Pithawala Stadium
- Interactive map of Pithawala Stadium

Ground information
- Location: Surat, Gujarat
- Coordinates: 21°05′01″N 72°43′58″E﻿ / ﻿21.08366°N 72.73281°E
- Capacity: n/a
- Owner: Surat District Cricket Association
- Operator: Surat District Cricket Association
- Tenants: Gujarat cricket team

International information
- Only women's ODI: 22 December 2004: India v Australia

= Pithwala Stadium =

Cricket stadium

Pithawala Stadium is a cricket stadium in Surat, Gujarat, India. The stadium has two Ranji Trophy matches in 1989 and 1992. The stadium hosted its first first-class match when Gujarat cricket team played against Baroda cricket team as match was drawn. Again in 1992 when Gujarat cricket team played against Baroda cricket team as match was won by Baroda by 195 runs.

In 2004, the stadium hosted a Women's One Day International when touring Australia women's national cricket team played against India women's national cricket team as Australia won by 32 runs.

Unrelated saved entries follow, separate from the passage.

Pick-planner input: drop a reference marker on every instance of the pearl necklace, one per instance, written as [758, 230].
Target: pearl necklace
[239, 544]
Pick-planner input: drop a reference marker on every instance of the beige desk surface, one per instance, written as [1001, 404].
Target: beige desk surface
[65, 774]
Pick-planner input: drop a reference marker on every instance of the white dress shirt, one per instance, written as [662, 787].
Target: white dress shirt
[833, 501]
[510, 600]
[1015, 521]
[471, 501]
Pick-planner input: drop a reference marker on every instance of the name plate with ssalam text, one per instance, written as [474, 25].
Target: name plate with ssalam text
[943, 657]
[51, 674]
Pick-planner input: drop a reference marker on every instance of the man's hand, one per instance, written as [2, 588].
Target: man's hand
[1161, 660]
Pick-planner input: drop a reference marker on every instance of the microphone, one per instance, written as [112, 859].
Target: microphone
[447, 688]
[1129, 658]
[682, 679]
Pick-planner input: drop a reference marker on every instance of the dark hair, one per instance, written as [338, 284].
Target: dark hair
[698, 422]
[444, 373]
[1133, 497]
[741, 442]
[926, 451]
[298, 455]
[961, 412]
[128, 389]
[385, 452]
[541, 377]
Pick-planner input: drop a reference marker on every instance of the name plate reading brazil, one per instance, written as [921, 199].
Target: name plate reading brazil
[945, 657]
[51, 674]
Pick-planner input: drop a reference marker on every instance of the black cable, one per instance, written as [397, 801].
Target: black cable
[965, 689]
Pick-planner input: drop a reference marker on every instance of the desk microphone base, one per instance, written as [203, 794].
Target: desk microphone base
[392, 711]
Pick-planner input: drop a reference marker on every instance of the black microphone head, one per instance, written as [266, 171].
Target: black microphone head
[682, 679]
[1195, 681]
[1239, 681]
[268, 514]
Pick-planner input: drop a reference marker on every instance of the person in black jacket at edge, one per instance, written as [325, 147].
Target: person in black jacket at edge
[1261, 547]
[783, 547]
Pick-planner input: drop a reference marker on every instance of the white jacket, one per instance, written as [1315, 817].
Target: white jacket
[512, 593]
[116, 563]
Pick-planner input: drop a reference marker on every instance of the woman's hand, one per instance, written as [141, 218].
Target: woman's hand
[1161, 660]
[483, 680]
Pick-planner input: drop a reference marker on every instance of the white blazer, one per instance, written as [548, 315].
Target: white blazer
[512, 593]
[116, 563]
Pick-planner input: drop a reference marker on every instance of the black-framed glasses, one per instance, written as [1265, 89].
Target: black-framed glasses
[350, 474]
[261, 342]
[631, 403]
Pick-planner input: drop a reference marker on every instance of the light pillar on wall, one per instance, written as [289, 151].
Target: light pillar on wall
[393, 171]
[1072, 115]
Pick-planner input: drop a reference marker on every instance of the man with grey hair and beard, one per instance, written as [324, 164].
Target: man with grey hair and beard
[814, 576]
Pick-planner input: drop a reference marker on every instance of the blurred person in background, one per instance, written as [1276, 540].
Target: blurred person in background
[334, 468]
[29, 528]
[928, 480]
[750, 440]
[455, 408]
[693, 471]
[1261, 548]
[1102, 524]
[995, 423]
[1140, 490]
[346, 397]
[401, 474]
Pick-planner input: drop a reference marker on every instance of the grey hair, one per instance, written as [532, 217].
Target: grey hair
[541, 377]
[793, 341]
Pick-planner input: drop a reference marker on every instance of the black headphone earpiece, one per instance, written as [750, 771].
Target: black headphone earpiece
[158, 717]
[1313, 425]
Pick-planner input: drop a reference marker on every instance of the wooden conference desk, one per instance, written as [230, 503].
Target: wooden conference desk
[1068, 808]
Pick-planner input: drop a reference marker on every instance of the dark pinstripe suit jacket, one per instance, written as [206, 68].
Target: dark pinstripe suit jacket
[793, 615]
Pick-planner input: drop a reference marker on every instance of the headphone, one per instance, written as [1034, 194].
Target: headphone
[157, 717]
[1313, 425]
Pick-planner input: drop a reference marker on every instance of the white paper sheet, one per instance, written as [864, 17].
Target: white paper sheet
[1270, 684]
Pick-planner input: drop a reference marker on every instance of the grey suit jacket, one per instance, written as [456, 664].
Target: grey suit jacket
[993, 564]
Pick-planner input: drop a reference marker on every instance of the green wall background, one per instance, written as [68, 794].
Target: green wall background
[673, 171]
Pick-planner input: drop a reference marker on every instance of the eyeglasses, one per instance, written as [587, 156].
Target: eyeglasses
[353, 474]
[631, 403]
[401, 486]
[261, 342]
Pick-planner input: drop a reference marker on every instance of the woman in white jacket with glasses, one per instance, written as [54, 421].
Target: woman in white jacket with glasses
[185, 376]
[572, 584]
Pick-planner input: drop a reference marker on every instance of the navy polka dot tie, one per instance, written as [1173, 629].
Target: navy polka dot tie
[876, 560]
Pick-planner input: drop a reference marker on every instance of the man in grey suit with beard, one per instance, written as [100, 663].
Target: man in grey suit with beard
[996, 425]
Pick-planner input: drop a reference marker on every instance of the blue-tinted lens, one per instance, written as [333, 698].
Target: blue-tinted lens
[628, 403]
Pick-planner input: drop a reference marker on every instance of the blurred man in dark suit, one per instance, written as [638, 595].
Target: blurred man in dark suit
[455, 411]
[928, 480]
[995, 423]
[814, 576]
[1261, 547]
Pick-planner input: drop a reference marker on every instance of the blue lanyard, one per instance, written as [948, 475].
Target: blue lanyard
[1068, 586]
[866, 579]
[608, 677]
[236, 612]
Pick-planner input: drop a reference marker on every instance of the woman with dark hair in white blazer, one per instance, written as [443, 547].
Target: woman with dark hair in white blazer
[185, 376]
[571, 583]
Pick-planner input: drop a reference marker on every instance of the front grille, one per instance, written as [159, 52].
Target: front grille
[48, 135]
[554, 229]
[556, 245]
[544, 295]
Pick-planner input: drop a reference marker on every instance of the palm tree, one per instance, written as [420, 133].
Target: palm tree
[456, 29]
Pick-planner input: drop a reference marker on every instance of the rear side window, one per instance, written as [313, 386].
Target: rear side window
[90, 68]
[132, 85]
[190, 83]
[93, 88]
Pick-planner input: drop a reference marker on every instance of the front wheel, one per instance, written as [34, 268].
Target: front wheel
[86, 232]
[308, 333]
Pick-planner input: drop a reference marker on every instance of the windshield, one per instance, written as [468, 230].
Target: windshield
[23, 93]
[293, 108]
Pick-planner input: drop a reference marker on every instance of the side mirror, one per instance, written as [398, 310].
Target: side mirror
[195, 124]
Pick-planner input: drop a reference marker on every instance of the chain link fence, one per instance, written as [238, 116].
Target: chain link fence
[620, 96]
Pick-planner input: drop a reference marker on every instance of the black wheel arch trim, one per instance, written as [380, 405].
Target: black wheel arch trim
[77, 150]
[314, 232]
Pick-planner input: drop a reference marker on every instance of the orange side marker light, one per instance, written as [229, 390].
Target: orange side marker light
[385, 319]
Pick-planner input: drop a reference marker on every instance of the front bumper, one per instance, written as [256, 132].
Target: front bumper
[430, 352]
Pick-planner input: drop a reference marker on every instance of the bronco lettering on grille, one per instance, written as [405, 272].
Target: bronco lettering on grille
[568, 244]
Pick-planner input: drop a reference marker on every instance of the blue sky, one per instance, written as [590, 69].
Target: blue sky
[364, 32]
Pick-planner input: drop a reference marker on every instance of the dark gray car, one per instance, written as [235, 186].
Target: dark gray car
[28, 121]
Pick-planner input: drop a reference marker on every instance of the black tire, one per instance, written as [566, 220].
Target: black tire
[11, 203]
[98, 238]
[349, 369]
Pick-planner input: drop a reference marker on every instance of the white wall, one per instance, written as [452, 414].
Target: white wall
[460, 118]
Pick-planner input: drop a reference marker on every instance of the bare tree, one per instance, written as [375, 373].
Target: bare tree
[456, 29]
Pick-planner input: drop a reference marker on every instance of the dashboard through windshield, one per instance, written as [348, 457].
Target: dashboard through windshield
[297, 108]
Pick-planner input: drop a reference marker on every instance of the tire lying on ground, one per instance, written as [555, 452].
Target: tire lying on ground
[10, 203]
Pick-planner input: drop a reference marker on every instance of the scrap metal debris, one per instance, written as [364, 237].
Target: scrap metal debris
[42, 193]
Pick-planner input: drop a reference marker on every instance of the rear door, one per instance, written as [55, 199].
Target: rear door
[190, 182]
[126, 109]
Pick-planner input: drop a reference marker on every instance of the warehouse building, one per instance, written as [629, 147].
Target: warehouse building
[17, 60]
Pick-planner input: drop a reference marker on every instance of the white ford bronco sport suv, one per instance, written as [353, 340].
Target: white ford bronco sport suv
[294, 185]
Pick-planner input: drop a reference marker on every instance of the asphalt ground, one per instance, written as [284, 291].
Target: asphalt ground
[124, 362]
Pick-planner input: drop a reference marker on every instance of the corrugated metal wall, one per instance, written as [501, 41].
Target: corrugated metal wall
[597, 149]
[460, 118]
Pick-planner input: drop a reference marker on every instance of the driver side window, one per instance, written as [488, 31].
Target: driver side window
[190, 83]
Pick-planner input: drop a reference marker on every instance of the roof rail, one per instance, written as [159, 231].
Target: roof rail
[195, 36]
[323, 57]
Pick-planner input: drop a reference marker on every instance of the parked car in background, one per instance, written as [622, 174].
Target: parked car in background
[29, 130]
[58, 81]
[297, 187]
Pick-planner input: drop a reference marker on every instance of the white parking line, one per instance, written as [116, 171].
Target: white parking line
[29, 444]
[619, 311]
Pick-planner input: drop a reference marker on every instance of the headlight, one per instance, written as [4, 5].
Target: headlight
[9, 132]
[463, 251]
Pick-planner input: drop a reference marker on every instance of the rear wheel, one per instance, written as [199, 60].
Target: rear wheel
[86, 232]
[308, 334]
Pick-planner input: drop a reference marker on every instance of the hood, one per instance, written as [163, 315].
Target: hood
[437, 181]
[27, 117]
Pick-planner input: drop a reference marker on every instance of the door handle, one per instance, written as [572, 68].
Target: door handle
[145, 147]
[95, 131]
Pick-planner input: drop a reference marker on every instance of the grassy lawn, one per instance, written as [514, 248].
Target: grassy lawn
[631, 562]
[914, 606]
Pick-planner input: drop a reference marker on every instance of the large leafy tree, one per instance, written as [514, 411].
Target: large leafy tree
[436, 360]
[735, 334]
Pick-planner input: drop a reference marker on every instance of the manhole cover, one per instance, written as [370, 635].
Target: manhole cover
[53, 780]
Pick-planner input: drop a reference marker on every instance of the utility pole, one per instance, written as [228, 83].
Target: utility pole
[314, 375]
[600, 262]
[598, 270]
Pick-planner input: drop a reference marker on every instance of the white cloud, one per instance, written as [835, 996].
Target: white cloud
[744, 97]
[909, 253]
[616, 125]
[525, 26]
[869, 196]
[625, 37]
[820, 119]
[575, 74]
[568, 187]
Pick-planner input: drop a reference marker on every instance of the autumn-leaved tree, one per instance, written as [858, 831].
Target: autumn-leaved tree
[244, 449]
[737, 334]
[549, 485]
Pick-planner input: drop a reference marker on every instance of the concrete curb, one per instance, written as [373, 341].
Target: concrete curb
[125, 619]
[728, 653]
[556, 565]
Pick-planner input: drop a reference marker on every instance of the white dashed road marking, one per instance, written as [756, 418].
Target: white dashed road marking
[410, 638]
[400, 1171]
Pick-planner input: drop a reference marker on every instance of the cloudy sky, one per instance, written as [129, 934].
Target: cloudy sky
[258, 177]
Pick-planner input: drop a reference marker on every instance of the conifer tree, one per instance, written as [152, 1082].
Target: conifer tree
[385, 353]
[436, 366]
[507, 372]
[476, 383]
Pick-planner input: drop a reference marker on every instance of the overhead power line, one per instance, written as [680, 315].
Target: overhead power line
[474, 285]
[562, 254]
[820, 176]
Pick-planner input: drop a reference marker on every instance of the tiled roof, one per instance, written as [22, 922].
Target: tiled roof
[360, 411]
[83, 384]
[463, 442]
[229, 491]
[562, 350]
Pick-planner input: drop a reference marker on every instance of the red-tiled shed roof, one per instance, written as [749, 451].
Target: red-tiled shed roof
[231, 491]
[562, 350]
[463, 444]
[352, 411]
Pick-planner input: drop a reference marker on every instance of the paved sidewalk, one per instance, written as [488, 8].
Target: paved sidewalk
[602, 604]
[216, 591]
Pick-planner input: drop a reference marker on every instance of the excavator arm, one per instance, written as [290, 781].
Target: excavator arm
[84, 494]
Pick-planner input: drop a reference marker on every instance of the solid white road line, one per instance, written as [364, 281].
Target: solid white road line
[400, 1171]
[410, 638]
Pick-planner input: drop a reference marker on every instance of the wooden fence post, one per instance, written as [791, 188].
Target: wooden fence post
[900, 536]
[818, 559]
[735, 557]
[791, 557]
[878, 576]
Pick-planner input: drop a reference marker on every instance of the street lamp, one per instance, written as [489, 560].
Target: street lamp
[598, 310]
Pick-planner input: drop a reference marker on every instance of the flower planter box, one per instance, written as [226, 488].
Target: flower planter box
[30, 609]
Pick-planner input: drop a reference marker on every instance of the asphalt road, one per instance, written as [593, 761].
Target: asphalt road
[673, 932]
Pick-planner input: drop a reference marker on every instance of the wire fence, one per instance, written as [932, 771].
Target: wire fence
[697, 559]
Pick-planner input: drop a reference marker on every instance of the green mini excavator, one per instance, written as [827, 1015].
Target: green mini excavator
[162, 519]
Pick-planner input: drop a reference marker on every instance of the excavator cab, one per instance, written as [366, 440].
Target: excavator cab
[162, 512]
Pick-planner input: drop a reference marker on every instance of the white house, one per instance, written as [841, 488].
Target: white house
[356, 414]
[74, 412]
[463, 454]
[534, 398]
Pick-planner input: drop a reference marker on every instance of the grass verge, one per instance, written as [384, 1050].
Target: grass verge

Currently, The 2020–21 Vijay Hazare Trophy is the 19th season of the Vijay Hazare Trophy, a List A cricket tournament in India. It is being contested by 38 teams, divided into six groups, with six teams in Group A. Baroda, Chhattisgarh, Goa, Gujarat, Hyderabad and Tripura were placed in Group A, with all the matches taking place in Surat and Pithwala Stadium is one of the host of this tournament for Group A.